In late 1992 the number of unemployment insurance applications declined - and payroll employment growth then rose to almost 2% from about 0. Of course, there is no guaranty that the same thing is happening now - indeed, the labor market of 2004 is full of surprises. For one thing, "continuous" benefit applications may be down because they have expired for soem workers.
But, then, the whole focus on "job creation" is somewhat problematic from a political (election) perspective. The unemployment rate is now only 5.6% - and it is the unemployment rate that historically has had the strongest correlation to election results, not "job creation." It appears correct that the unemployment rate would be higher but for "discouraged workers" - but that is always the case. The number of "discouraged workers" is not particularly high. In addition, many people have observed that higher mandated worker benefits may be discouraging payroll employment. But, if that effect is significant, it should also be true that higher mandated worker benefits may be discouraging reporting of payroll employment. Indeed, some countries with very high mandated benefits (Italy, for example) have correspondingly huge "undocumented" sectors - it would make some sense that increased government-imposed labor costs would expand the "undocumented" sector of the US labor market, too. One would expect "off the books" employment especially at smaller businesses - and USA TOday, for example, says that smaller businesses don't seem to be reporting as many hires as expected. Moreover, the same article goes on to explain somethng noted here in prior posts:
[T]he Labor Department may not be capturing a key source of post-recession job gains: newly self-employed workers who aren't counted in the agency's monthly surveys. The number of these tiny start-ups is growing, says Mark Zandi, of consultant Economy.com.
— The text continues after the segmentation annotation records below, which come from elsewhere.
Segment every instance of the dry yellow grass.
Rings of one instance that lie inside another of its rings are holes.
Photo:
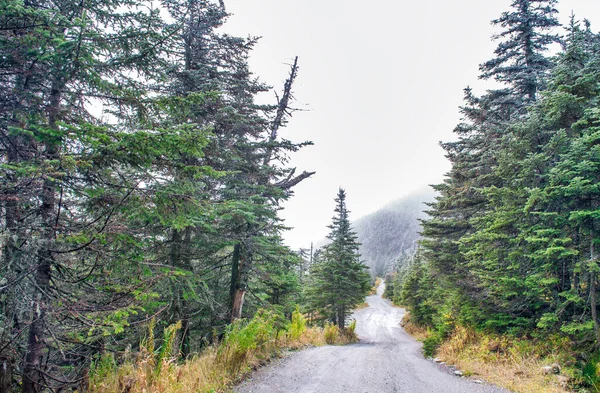
[[[335,344],[351,342],[339,334]],[[209,347],[183,363],[164,360],[158,368],[156,357],[142,350],[137,359],[90,378],[89,393],[218,393],[230,388],[253,370],[284,350],[325,345],[323,329],[306,328],[298,337],[287,334],[260,348],[238,351],[235,347]],[[160,372],[157,372],[157,369]]]
[[[377,277],[375,279],[375,285],[373,285],[373,288],[371,288],[371,290],[369,291],[369,296],[377,294],[377,288],[379,288],[379,285],[381,285],[381,278]]]
[[[408,313],[405,314],[404,317],[402,317],[402,327],[404,328],[406,333],[410,334],[419,341],[423,341],[427,337],[429,337],[429,331],[421,326],[412,323],[410,320],[410,314]]]
[[[557,356],[541,357],[535,345],[527,340],[478,334],[457,328],[436,353],[447,364],[453,364],[465,375],[505,387],[518,393],[564,393],[568,378],[547,375],[543,366],[560,362]]]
The labor market of 2004 - as perused in the comfort of the future - may hold more surprises for us than we dream of today.
But all that might - or might not - help Mr. Bush.
I neglected to mention that - as noted in a prior post - the employment component of the Institute for Supply Management’s manufacturing index has been very high for several months - which is also consistent with hiring possibly being more substantial than the initial government reports indicate.